I’m having trouble setting up Data Fusion to talk to our SQL Server that runs on our own servers. We use a custom VPC instead of the default Google Cloud network.
This is for a healthcare app so security matters a lot. We already have App Engine Flex working fine with pymssql to talk to the same database through our VPC. Now I want to try Data Fusion for the same thing.
Here’s what I did so far:
- Added the Data Fusion service account to IAM with the Cloud Data Fusion API Service Agent role
- Set the network config in Data Fusion:
system.profile.properties.network = <my_vpc_name>
- Double checked that my SQL Server login and password work
- Made sure the VPC allows traffic on ports 22 and 1433
But I keep getting this timeout error when trying to connect:
Connection timeout occurred. Please check your connection settings. Ensure SQL Server is running on the target host and accepts TCP/IP connections on the specified port. Verify that no firewall is blocking TCP connections to this port.

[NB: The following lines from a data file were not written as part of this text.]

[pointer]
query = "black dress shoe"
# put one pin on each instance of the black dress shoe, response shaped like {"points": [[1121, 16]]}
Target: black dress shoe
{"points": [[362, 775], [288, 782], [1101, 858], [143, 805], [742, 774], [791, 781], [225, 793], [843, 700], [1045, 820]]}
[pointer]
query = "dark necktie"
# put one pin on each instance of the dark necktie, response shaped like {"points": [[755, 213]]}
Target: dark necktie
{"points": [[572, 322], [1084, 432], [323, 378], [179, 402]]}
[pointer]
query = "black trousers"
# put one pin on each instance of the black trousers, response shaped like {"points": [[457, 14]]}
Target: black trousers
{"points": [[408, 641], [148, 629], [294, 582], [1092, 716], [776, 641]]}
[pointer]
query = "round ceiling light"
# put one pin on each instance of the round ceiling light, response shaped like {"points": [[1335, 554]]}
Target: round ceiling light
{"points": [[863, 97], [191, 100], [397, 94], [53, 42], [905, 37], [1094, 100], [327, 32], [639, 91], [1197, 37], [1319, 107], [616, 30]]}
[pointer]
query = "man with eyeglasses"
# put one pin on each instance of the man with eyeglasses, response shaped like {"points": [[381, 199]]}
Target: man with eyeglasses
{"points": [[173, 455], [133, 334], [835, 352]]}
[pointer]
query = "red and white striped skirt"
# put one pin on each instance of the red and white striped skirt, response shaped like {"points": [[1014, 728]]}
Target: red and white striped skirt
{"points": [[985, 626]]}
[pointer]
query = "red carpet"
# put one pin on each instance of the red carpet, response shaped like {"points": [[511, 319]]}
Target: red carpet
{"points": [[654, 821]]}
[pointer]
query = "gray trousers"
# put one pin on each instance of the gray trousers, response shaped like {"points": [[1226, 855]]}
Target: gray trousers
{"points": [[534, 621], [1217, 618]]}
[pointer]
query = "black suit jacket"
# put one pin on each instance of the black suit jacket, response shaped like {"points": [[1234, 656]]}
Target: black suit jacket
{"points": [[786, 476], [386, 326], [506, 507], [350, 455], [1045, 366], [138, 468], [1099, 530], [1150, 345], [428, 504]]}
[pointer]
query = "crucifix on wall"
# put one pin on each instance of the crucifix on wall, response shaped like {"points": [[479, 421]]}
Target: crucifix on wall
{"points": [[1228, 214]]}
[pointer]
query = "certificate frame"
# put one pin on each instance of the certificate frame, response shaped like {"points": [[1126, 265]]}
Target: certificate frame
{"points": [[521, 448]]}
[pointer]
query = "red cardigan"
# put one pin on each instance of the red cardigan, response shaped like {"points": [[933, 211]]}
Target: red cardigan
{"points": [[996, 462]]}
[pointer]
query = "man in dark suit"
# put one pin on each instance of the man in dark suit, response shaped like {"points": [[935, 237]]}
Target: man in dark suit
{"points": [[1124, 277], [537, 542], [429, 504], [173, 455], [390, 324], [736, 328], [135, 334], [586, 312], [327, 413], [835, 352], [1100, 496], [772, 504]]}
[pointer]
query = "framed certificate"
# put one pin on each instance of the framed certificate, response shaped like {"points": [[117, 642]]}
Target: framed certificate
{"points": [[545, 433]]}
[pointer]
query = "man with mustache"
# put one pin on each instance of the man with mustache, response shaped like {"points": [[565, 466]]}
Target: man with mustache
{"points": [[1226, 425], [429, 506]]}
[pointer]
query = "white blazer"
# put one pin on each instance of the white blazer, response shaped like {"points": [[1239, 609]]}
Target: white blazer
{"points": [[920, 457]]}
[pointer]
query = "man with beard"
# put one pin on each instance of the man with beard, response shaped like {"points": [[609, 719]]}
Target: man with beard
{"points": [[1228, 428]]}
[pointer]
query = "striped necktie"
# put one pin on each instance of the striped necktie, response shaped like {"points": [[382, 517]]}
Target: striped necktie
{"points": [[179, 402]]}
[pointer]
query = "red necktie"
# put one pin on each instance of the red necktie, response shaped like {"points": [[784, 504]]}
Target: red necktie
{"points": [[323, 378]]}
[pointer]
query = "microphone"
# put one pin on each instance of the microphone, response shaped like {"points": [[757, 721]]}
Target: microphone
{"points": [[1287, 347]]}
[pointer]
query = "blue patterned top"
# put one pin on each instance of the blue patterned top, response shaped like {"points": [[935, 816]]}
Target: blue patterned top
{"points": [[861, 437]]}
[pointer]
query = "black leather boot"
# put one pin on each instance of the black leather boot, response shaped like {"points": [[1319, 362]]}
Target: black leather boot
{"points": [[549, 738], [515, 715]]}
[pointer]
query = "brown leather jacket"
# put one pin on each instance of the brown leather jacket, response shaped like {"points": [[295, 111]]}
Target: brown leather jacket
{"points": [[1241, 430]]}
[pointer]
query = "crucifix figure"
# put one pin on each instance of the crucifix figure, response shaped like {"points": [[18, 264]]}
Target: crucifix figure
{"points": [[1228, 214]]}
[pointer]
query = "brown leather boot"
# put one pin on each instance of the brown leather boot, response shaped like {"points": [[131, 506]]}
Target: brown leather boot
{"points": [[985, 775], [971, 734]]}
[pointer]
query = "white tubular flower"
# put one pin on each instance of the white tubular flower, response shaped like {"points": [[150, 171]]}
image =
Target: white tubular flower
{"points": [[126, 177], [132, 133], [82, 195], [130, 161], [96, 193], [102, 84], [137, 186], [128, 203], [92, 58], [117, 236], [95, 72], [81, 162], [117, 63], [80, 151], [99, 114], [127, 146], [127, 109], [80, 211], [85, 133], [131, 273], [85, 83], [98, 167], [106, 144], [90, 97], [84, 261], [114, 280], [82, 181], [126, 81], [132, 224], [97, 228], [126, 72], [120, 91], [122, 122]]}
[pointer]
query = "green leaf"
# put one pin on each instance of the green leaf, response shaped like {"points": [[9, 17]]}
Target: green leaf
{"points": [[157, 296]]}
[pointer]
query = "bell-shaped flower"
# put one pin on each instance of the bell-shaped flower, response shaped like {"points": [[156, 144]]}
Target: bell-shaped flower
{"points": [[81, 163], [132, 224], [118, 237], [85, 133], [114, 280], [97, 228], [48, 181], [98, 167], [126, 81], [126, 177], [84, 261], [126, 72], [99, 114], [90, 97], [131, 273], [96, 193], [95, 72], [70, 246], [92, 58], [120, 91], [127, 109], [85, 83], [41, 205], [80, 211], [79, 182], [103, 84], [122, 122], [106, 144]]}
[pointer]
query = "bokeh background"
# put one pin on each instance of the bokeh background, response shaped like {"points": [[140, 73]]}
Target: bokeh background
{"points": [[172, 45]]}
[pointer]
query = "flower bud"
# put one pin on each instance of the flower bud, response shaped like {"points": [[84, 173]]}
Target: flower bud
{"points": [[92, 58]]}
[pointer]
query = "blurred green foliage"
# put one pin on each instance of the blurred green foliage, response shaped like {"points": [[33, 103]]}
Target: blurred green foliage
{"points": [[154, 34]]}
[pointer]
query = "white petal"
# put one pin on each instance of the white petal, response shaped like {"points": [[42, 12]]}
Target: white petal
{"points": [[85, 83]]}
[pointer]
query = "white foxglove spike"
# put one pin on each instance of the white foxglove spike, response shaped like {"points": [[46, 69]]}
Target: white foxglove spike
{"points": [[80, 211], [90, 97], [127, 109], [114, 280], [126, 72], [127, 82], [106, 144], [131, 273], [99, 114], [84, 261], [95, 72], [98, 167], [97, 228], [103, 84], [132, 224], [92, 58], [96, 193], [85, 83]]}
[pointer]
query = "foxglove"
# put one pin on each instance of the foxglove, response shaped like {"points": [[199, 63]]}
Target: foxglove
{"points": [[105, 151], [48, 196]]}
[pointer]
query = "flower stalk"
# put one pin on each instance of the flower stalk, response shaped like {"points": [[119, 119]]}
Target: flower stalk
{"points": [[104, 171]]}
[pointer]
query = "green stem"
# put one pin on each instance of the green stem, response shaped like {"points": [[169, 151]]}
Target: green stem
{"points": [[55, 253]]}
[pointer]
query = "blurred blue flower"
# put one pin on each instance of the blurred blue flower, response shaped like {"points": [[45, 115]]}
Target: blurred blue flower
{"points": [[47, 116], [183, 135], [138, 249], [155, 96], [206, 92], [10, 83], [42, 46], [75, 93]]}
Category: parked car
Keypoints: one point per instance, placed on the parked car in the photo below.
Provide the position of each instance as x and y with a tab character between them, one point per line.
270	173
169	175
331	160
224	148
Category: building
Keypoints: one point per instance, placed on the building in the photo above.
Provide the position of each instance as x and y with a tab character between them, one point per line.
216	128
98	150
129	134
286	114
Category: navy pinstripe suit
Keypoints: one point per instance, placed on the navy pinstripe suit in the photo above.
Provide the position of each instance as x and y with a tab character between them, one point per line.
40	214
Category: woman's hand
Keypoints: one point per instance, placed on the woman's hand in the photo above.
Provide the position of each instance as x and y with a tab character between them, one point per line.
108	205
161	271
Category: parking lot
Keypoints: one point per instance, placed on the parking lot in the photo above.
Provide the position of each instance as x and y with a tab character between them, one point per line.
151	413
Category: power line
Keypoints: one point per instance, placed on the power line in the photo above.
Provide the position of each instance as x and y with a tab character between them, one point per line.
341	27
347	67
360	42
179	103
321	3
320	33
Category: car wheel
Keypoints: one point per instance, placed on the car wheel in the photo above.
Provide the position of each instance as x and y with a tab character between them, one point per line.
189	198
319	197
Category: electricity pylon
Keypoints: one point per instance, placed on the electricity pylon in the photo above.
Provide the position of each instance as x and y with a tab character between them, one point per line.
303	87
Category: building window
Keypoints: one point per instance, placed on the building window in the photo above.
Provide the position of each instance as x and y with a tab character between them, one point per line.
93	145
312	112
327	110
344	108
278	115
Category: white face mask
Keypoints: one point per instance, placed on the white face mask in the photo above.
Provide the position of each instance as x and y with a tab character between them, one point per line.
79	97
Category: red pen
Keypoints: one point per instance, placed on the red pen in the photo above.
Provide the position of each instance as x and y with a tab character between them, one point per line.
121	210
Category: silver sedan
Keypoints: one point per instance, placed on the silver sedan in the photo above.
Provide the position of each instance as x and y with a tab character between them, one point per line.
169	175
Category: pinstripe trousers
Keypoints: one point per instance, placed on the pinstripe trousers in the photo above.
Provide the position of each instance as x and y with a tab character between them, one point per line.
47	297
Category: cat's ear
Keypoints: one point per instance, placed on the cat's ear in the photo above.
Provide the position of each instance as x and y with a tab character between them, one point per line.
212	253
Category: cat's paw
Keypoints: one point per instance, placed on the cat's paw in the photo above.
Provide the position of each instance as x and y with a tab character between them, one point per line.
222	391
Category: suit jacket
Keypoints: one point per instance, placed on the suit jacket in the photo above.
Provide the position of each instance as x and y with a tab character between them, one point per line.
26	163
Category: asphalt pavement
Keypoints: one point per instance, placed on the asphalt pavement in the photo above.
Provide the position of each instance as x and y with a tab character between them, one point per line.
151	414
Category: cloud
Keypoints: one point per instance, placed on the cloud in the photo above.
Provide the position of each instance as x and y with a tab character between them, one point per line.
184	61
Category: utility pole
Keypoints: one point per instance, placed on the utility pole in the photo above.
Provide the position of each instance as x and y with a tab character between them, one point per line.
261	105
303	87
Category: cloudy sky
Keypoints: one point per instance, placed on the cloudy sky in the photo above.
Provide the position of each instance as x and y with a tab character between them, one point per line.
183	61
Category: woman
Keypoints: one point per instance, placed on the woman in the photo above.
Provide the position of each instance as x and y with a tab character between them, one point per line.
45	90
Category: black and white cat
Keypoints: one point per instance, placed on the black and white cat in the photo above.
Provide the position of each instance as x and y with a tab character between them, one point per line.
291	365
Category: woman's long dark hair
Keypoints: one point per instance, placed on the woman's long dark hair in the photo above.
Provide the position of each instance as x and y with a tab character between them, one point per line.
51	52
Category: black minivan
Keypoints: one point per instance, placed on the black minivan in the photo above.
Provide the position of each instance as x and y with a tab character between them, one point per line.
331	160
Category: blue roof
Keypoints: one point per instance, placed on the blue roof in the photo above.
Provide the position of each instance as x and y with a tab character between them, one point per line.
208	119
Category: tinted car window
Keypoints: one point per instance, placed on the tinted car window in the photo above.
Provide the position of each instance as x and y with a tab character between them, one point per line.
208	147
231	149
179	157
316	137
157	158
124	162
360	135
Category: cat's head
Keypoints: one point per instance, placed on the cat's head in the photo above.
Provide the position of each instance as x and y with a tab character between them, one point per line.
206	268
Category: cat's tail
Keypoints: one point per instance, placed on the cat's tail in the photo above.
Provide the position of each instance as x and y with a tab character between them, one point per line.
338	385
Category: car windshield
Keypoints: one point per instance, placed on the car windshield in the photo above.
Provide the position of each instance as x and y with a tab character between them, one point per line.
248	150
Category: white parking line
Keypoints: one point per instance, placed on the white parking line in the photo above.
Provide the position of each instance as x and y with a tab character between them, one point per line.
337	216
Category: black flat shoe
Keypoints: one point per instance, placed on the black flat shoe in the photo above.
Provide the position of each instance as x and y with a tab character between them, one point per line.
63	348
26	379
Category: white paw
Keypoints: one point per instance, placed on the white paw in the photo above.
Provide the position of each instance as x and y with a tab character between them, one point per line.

I just need to get a basic connection working so I can run some test queries. Any ideas what might be wrong?
Interesting that App Engine Flex works but Data Fusion doesn’t… Are you sure the Dataproc workers that Data Fusion spins up can actually reach your SQL server? Check if the service account has compute.instanceAdmin permissions. Also, what IP range is your SQL server on? Does your VPC have the right routing tables for that range?
Had the same prob last month. Check if your SQL server accepts remote connections - it’s often set to local only by default. Also make sure TCP/IP protocol is enabled in SQL Server Configuration Manager, not just the port.
The timeout indicates that Data Fusion cannot reach your SQL Server. Given that App Engine Flex is functioning properly through the same VPC, the problem likely lies in the Data Fusion network configuration rather than with the database itself. It’s essential to ensure that your Data Fusion instance has VPC peering established correctly for your custom network. Merely configuring system.profile.properties.network might not suffice if the Dataproc cluster cannot route traffic to your on-premises database. Verify that your VPC has the appropriate routes to your SQL Server and that the firewall rules permit traffic from Data Fusion’s IP ranges, not just specific ports. Additionally, consider enabling Private Google Access on the subnet used by Data Fusion. Testing with a basic pipeline to a cloud SQL Server could help determine whether the issue is related to general connectivity or specifically to your on-premises configuration.